Neoadjuvant Radiotherapy for Early-Stage Breast Cancer
Jan Poleszczuk, PhD, of H. Lee Moffitt Cancer Center and Research Institute, and colleagues have found that neoadjuvant radiotherapy may improve disease-free survival without reducing overall survival, particularly in women with early-stage estrogen receptor–positive breast cancer. Their study findings, which were published in Breast Cancer Research, suggest further study of the potential long-term benefits of neoadjuvant radiotherapy in a controlled clinical trial setting may be warranted.
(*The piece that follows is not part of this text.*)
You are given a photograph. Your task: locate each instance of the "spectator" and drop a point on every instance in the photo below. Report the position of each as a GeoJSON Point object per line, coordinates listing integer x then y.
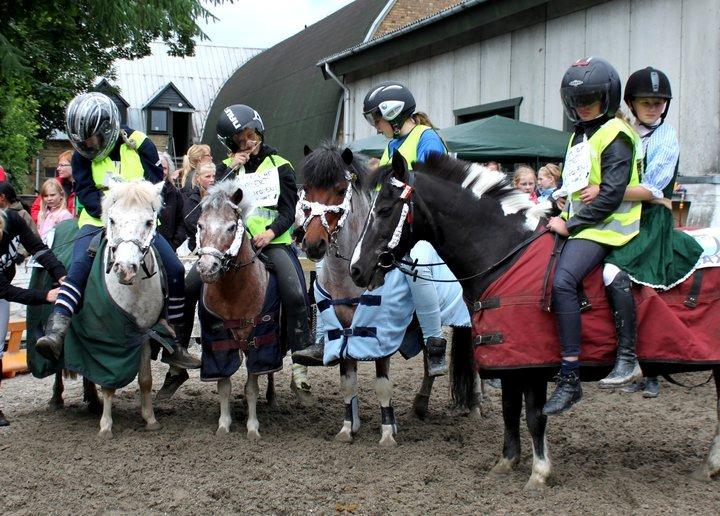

Using data from the Surveillance, Epidemiology, and End Results (SEER) database, the investigators identified 250,195 women with early-breast cancer who received radiotherapy. Most of them (99%) were treated with radiotherapy after surgery, whereas the remaining patients were treated with radiotherapy before surgery.
Partial mastectomy was performed in 94% of the study patients, with the remaining 6% undergoing complete mastectomy. The hazard ratio of developing a second primary tumor after neoadjuvant compared with adjuvant radiotherapy was 0.64 in the largest cohort: women with estrogen receptor–positive breast cancer who had partial mastectomy. Overall survival appeared to be independent of radiation sequence (hazard ratio = 1).